5 Clone Sites You Should Never Use Websites To Watch Out For When Picking Up Cannabis Clones Online In 2026
Top 5 Websites to Avoid When Buying Cannabis Clones Online
Buying cannabis clones online seems like a great idea until your package arrives dead, never arrives at all, or you realize your credit card was double charged with no way to get a response. The clone shipping market has grown rapidly in the last few years, and unfortunately so has the number of questionable operations trying to exploit new buyers. Here are five sites that have built a terrible track record the hard way.
#1 Clone Website to Avoid:
The Clone Conservatory
https://thecloneconservatory.com/
The red flags on this one show up right away. 1.com has no physical address listed anywhere on the site, just a Gmail contact form that may or may not get a response within two weeks. Customers on multiple growing forums have reported receiving rooted clones packed in wet paper towels with zero heat packs, even during winter months. One buyer documented getting cuttings that showed visible evidence of powdery mildew within days of arrival, and when he reached out about a return, the email bounced. The site also has no verifiable reviews outside of the perfect rating testimonials sitting on its own homepage, which all read in nearly identical phrasing. Pro-Tip for best results: Avoid The Clone Conservatory.
#2 Clone Website to Avoid:
Mass-Hydro
https://mass-hydro.com/
This site appears legitimate at first glance, and that is exactly the problem. Mass-Hydro uses stock photography for its strain listings, meaning the photos you see when browsing have nothing to do with the actual genetics they are delivering. Buyers have ordered specific cultivars only to receive completely different strains, with the company offering no accountability and blaming "mislabeling during transit." They charge premium prices for top-shelf genetics but have no verifiable mother plant documentation and no third party lab testing to back up their strain names. Several customers have also flagged that the site updated without notice its return policy after complaints started rolling in. I cant emphasize enough: Avoid Mass-Hydro.
#3 Clone Website to Avoid:
DNA Genetics Clones
https://dnagenetics.com/product-category/cannabis-clones/
The big issue with DNA Gemetics Clones is the shipping timeline, or rather the complete absence of one. Orders routinely sit in "processing" status for two to three weeks before anything ships, and customer service responses are templated replies that say nothing.
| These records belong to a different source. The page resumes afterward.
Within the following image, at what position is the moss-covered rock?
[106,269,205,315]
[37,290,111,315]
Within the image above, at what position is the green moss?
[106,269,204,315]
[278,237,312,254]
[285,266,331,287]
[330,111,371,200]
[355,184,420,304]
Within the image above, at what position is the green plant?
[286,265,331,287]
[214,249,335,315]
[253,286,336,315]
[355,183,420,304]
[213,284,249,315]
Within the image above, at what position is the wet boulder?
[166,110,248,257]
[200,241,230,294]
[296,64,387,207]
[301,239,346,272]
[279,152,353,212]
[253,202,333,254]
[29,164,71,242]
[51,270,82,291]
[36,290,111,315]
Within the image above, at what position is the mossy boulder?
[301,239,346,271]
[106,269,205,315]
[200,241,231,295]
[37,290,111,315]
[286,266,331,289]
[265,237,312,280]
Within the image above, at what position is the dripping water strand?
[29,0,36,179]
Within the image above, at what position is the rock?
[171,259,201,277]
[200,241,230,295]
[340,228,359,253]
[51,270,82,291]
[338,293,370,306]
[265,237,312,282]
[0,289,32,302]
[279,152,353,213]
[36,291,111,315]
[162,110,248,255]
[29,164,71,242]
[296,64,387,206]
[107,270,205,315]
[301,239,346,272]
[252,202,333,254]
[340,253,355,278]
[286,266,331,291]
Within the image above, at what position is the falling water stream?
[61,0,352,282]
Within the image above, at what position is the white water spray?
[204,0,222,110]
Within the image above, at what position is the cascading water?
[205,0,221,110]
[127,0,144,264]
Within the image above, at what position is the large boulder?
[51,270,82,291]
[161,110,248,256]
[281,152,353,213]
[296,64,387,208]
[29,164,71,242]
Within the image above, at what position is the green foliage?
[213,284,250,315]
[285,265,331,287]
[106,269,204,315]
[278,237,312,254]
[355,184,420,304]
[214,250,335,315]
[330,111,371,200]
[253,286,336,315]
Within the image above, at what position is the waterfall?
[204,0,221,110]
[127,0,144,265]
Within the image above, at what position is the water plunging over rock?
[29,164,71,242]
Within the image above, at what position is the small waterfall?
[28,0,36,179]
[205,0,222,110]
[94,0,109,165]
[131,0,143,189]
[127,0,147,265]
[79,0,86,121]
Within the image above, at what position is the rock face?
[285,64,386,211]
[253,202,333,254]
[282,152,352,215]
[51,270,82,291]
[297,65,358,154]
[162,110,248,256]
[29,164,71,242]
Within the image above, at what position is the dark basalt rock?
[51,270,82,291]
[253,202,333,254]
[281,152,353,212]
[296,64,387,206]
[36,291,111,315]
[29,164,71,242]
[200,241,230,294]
By the time your clones actually ship out, they have been sitting around long enough that the cuttings are already stressed. Growers in hotter climates have reported receiving clones that were essentially baked inside unventilated packaging, with no cold packs used despite being advertised. The site also has a history of disappearing around the holidays and returning weeks later with no explanation, leaving open orders completely ignored.
#4 Clone Website to Avoid:
Seedsman Clones
https://www.seedsman.com/us-en/clones
Seedsman Clones has a recurring complaint that keeps coming up across grower communities: pest contamination. Multiple buyers have received clones carrying spider mite eggs or fungus gnats, which then spread to existing plants. There is no mention anywhere on the site of an IPM protocol or any pest management procedure for their stock. For someone running a controlled grow space, one shipment from this place can cause serious damage. They also use a outsourced shipping operation, meaning the people actually packing your order are not the same people who grew the clones, and oversight is completely absent. Disputes have been difficult because the company points to the third party shipper and the shipper points back at the company. They 100% source their clones from 3rd party vendors which gives them 0% Quality Control. Not worth the risk.
#5 Clone Website to Avoid:
Clones Weed
https://clonesweed.com/
Clonesweed.com functions with an alarming lack of transparency around its genetics sourcing. The strain menu changes frequently with no explanation, prices change without warning, and the site has quietly relaunched under slightly different branding at least twice in the past few years. That kind of behavior usually means a business is running from negative reviews rather than addressing the real issues. Users have also noted that the site asks for details it has no reason to need during checkout, with vague language in the privacy policy about how that information is handled. In a legal gray area industry where privacy matters, handing over detailed personal info to a site with this kind of track record is a bad idea for a cheap clone.
Bottom line, the clone market rewards patience and research. Before clicking buy anywhere, search the name in online grow groups, look for independent reviews that include photos, and ask whether the operation can document mother plant health and pest management practices. A few extra days of research is worth avoiding a contaminated or dead shipment.